At IDM, we use a lot of tools for software development. I want to show here how the high-level ones fit together:
The tools are separated in three categories:
What's next in this architecture:
The tools are separated in three categories:- in green, tools which are directly used by developers
- in blue, more server-side tools which are part of the development environment
- in red, production tools.
- We use SpringSource Tool Suite as the IDE. It is a rebranded version of Eclipse with m2eclipse (a plugin to work with Maven) and other plugins. The Subclipse plugin is used as the SVN client.
- Source code is commited in the SVN repository.
- A continuous integration server (Hudson) regularly checks out modifications from SVN and builds the software. Emails are sent in case of build or test failures.
- Hudson appends build details to Mantis issues when an issue ID is contained in the commit message.
- When a Web application is built by Hudson, it is then deployed on a dedicated server running Tomcat. Application tests are then ran against this web-application using SeleniumHQ.
- The developer gets immediate build feedback thanks to Hudson Tray Tracker.
- When the software is ready for production, a developer uses the Maven Release plugin to perform a release. This release is stored in the Maven repository (powered by Nexus) with a clean version number, and a tag is associated in SVN.
- Administrators deploy release versions on production servers by taking archives in Nexus. Thanks to the version number and the associated SVN tag, a developer can debug the exact production version of the application.

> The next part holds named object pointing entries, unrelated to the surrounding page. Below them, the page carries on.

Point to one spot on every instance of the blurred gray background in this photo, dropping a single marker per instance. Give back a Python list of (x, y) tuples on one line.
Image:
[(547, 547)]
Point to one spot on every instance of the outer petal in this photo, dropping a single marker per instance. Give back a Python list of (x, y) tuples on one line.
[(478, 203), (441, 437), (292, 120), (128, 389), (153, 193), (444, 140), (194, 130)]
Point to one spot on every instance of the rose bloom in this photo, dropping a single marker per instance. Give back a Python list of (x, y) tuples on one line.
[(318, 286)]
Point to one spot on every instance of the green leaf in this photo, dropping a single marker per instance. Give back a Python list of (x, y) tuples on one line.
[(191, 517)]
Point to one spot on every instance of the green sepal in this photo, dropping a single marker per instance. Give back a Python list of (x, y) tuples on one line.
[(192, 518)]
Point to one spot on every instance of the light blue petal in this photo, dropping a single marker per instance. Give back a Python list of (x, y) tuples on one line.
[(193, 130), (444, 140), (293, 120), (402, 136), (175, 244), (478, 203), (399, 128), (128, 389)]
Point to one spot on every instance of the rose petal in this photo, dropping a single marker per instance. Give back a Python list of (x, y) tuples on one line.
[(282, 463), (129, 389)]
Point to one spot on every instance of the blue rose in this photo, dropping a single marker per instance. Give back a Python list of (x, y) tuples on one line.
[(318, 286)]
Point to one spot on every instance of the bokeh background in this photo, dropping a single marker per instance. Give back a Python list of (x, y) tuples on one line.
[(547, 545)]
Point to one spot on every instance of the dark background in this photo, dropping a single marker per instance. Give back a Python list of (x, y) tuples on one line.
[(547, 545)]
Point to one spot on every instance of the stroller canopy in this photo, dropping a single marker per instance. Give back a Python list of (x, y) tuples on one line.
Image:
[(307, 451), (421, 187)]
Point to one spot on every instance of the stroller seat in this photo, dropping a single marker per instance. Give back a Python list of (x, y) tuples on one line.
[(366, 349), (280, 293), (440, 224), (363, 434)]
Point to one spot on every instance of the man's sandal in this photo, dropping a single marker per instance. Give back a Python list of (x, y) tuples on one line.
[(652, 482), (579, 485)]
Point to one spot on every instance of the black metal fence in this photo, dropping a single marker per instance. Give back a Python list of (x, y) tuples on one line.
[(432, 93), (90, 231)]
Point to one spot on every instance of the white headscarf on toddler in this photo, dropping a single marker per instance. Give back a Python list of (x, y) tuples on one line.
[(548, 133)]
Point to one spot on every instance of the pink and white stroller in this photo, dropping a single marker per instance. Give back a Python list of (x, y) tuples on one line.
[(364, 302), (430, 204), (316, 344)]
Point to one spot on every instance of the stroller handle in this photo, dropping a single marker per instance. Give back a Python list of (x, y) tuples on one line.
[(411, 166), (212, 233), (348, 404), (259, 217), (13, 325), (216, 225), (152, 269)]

What's next in this architecture:
- Automated deployment of snapshots Maven artefacts (Java only): each time Hudson builds an artefact which is in a snapshot version, it should be automatically deployed to Nexus. This would allow simpler development for other users of this dependency.
- Introduction of a code review tool: there are some parts of the software we work on which are critical, especially the domain part. Checking SVN commits need to be more integrated in the development process than simply looking at SVN emails. We are currently evaluating tools such as Review Board.